In a display of horrifying psychological defense, the vulnerability evaporated instantly. The arrogant mask was slammed back into place, colder and harder than before.
"Careful, Your Holiness," Alexander drawled smoothly, pulling his hand back and casually inspecting his fingernails, his voice laced with a cruel, defensive smirk. "Your digital weeping is threatening to stain my cape. And believe me, this fabric is worth more than a month's Absolution. Suit yourself. The offer of my glorious comfort was a limited-time commodity anyway."
He turned away dismissively, folding his arms over his chest. But as he turned his back to the group, his eyes didn't slide back to his own reflection. They drifted, heavy and shadowed, toward the deep, dark corner of the hall. He stared up at the delicate, one-armed statue of Vespera, the Asymmetrical Malachia's mother. And in his jaw, clenched so tight it looked ready to shatter, was an expression of silent, heartbreaking grief that only he could understand.
The tension in the corridor was thick enough to suffocate, the emotional whiplash leaving everyone breathless. But I didn't care about the golden knight's trauma. I didn't care about his secrets or his mask.
I cared about my client.
I knelt down in the oil beside Olenka, putting my hands firmly on Malachia’s small, static-laced shoulders. I didn't use the gentle tone Olenka had, or the desperate plea Alexander had failed with. My voice was different. It was the cold, calculating, and absolutely unyielding tone of the Crimson Broker.
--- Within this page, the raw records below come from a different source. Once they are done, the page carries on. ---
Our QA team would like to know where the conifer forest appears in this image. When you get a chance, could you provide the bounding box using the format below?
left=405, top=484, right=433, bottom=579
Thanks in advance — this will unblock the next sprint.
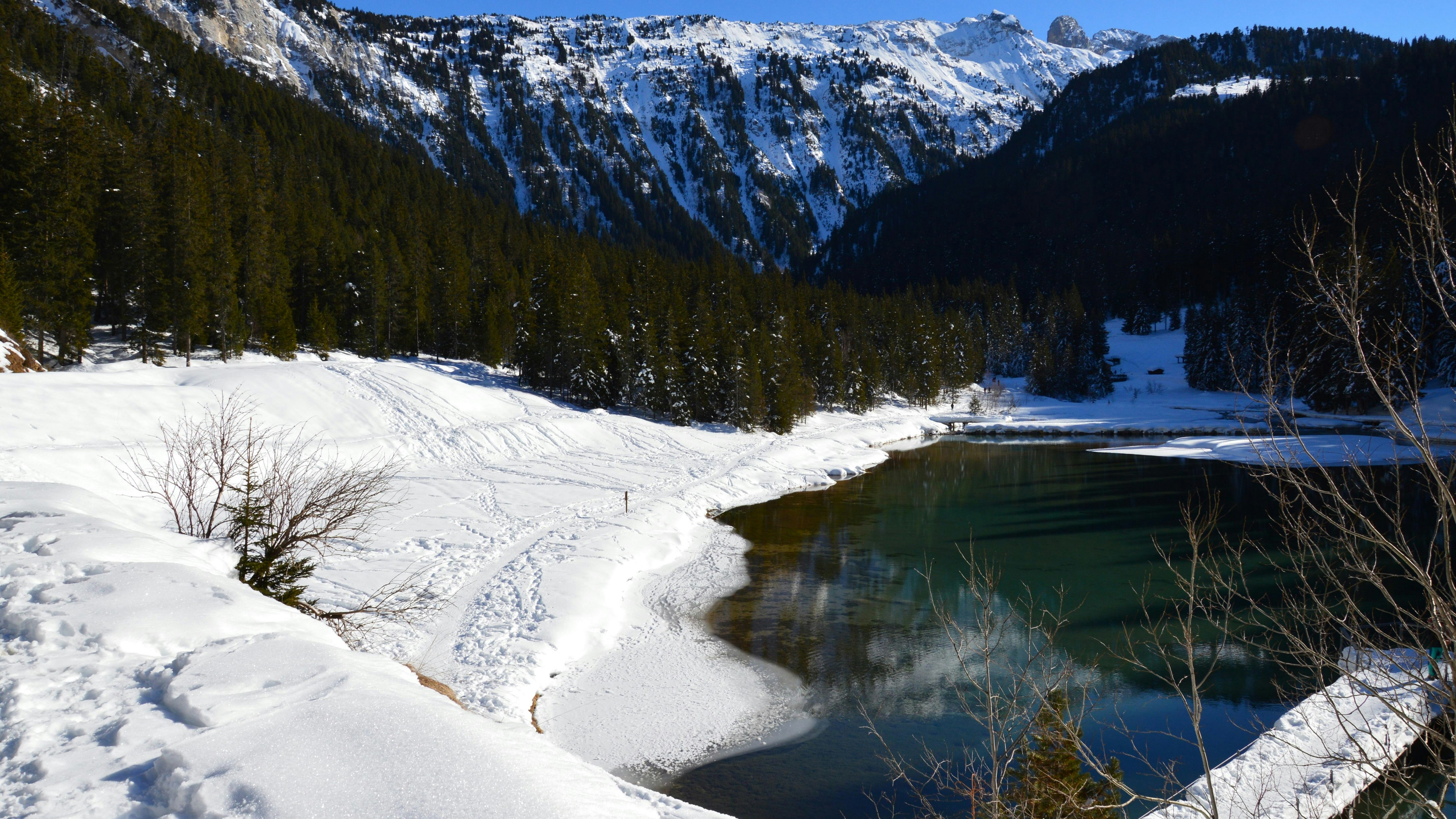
left=0, top=0, right=1456, bottom=423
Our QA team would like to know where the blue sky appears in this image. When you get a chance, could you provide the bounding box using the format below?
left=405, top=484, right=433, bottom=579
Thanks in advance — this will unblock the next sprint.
left=336, top=0, right=1456, bottom=38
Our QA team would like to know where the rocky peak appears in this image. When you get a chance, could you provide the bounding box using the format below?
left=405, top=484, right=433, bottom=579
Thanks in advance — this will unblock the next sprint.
left=1047, top=15, right=1176, bottom=55
left=1047, top=15, right=1092, bottom=48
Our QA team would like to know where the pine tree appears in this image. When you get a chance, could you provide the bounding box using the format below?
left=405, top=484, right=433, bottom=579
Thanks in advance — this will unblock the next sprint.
left=1008, top=689, right=1121, bottom=819
left=0, top=248, right=23, bottom=341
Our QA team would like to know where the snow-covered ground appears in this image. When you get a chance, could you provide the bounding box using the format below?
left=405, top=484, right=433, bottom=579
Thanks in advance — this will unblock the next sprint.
left=0, top=322, right=1438, bottom=818
left=957, top=320, right=1262, bottom=436
left=0, top=338, right=936, bottom=816
left=1144, top=648, right=1450, bottom=819
left=1174, top=76, right=1274, bottom=102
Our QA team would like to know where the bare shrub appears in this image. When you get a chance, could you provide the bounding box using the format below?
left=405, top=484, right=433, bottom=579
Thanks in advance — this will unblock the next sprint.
left=119, top=394, right=253, bottom=539
left=119, top=394, right=444, bottom=647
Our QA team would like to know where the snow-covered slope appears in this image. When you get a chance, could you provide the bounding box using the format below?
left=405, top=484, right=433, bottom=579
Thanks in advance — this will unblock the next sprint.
left=0, top=344, right=938, bottom=819
left=38, top=0, right=1127, bottom=262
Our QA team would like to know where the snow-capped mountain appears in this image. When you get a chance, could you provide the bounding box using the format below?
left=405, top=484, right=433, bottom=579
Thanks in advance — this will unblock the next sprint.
left=1047, top=15, right=1175, bottom=55
left=63, top=0, right=1153, bottom=264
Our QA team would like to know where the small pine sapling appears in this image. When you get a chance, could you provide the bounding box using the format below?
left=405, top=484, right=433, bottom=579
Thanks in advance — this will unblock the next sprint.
left=1008, top=689, right=1123, bottom=819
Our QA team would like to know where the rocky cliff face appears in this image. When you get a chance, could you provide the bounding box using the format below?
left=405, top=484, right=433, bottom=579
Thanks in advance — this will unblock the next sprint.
left=1047, top=15, right=1175, bottom=55
left=45, top=0, right=1147, bottom=264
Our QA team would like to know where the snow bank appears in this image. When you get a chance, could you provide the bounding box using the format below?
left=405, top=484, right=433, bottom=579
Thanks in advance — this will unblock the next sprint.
left=1144, top=652, right=1449, bottom=819
left=1174, top=76, right=1274, bottom=102
left=1091, top=436, right=1446, bottom=466
left=0, top=319, right=1433, bottom=819
left=0, top=482, right=725, bottom=819
left=0, top=345, right=941, bottom=818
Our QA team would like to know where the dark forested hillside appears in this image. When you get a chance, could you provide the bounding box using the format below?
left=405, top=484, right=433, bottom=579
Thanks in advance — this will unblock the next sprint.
left=0, top=0, right=1124, bottom=431
left=815, top=28, right=1456, bottom=316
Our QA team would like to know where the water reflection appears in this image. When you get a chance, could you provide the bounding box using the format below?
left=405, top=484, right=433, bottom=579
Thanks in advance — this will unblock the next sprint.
left=673, top=439, right=1278, bottom=819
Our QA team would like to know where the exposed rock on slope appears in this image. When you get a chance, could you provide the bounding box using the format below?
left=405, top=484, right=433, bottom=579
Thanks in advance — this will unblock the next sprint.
left=1047, top=15, right=1176, bottom=57
left=0, top=329, right=45, bottom=373
left=58, top=0, right=1123, bottom=262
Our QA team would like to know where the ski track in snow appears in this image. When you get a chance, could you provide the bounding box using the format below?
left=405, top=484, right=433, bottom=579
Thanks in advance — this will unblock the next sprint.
left=0, top=320, right=1456, bottom=819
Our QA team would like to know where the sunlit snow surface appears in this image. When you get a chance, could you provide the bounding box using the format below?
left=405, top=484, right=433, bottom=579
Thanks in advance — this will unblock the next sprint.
left=1174, top=76, right=1274, bottom=102
left=0, top=336, right=936, bottom=818
left=9, top=325, right=1453, bottom=819
left=1144, top=648, right=1450, bottom=819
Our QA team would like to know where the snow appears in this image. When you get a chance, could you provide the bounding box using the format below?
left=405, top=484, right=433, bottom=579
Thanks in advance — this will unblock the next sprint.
left=1174, top=76, right=1274, bottom=102
left=0, top=329, right=41, bottom=375
left=958, top=320, right=1262, bottom=436
left=0, top=341, right=939, bottom=818
left=0, top=320, right=1438, bottom=819
left=1144, top=648, right=1450, bottom=819
left=57, top=0, right=1131, bottom=261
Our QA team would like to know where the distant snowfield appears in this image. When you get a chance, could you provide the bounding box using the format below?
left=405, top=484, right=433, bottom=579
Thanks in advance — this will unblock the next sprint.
left=0, top=322, right=1438, bottom=819
left=1174, top=76, right=1274, bottom=102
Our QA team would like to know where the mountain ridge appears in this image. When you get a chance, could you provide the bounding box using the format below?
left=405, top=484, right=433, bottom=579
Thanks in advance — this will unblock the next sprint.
left=38, top=0, right=1165, bottom=265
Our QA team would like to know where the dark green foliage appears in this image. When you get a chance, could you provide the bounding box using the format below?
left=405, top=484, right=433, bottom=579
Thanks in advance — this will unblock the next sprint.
left=223, top=446, right=317, bottom=606
left=1008, top=689, right=1123, bottom=819
left=1027, top=287, right=1112, bottom=401
left=0, top=249, right=22, bottom=341
left=817, top=28, right=1456, bottom=323
left=0, top=0, right=1072, bottom=431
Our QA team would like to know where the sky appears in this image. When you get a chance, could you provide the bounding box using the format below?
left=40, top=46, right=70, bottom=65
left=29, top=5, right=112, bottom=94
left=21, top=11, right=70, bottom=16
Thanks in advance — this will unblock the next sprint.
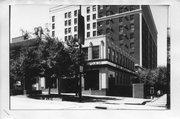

"Listen to me, kid," I told her, my voice fierce, grounding her in the brutal reality she could understand. I made sure she met my gaze. "You aren't clay. You aren't a broken antenna. And you aren't an error code. You're a person. You are my client. And a Merchant doesn't let his most valuable assets fade away in the dark."
I squeezed her shoulders, the static pulling at my gloves, and made a promise that carried the weight of every gold coin I’d ever hoarded.
"Olenka is right; they think they own you. But everything has a price. When we find that ledger, Malachia... I am going to find the loophole. I am going to buy you a way out of this nightmare. I will buy your freedom from the Golden Sky itself, even if it costs me every last ounce of gold I have. I promise you."
Malachia sniffled, wiping her nose with her sleeve, ruining Olenka's handkerchief completely as she stared at me. She took a deep, shuddering breath, the black tears slowing, and gave me a small, brave nod.
"Okay," she whispered, her tiny, oil-stained hand gripping my coat. "Let's go bankrupt a Duke
We turned away from the Hall of the Antennas. Directly ahead of us, set into a wall of solid, unyielding iron, was a massive circular door. It was covered in intricate, glowing red runes and sealed with a heavy lock shaped like a golden ram's head.
The Confessional Vaults.
"The key, Wilhelm," Brandan said, his voice hard again, gripping his hammer tightly.
I reached into my coat and pulled out the heavy, iron Pontiff's Key we had taken from the Umbral Gore-Hound.
It was time to open the Black Ledger of House Ironvine.